- photo by Piet Borst
- Born: 16 January 1917 Melbourne, Australia
- Died: 26 March 2016 (aged 99) Painswick, UK
- Education: University of Melbourne BSc, MSc; University of Cambridge PhD, ScD;
- Awards: FRS (1975); Order of the Netherlands Lion (1984);
- Scientific career
- Fields: bioenergetics;
- Workplaces: University of Amsterdam;
- Doctoral advisor: David Keilin
- Notable students: Piet Borst

= Edward Slater =

Australian biochemist

Edward Charles Slater (16 January 1917 – 26 March 2016), also known as Bill Slater, was an Australian biochemist who spent most of his career at the University of Amsterdam.

== Early life and education ==
Slater was raised in Australia. He received a training in biochemistry at the Ormond College of the University of Melbourne. In 1946, he moved to Cambridge, where he earned his PhD under the supervision of David Keilin.

== Career ==
In 1955, Slater joined the medical faculty of the University of Amsterdam, where he remained until retiring in 1985. He is recognised for his contributions to the development of Dutch biochemistry.

Slater managed the journal Biochimica et Biophysica Acta, turning it into one of the most influential publications in the field. He wrote a history of the journal, Biochimica et biophysica acta: the story of a biochemical journal, which was published in 1986.

He served as the president of the International Union of Biochemistry and Molecular Biology from 1988 until 1991.

== Research ==
Slater made contributions to the identification and understanding of the physiological role of the components of the respiratory chain, especially of the various cytochrome b complexes, iron–sulfur proteins and other iron-containing substances. He showed that the binding of certain inhibitors of oxidative phosphorylation acting at different sites (antimycin on electron transport, oligomycin on the coupling between electron transport and oxidative phosphorylation, and aurovertin in the ATP-synthesising enzyme) can be positively cooperative, and that the degree of cooperativity depends on the state of the mitochondrial membrane.

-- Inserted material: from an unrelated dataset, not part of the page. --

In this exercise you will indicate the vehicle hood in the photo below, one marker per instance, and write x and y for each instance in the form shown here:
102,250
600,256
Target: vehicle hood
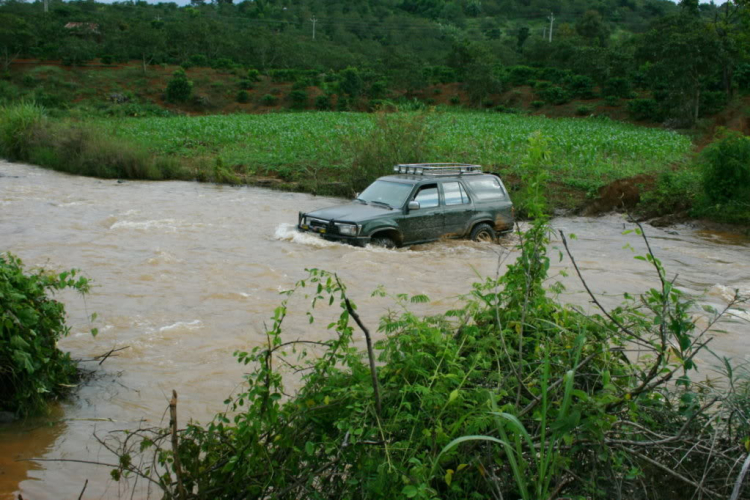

He also demonstrated negative cooperative binding of a ligand to an enzyme (nicotinamide adenine dinucleotide to glyceraldehyde phosphate dehydrogenase), which has implications for the mechanisms of cooperative binding generally.

== Awards and honours ==
In 1964, Slater became a member of the Royal Netherlands Academy of Arts and Sciences. He was elected a Fellow of the Royal Society (FRS) in 1975.

In 1984, he was appointed a Knight in the Order of the Netherlands Lion, and in 1985 he was elected a Corresponding Fellow of the Australian Academy of Science.

He was awarded honorary degrees by the University of Southampton (1993) and the University of Bari (1998).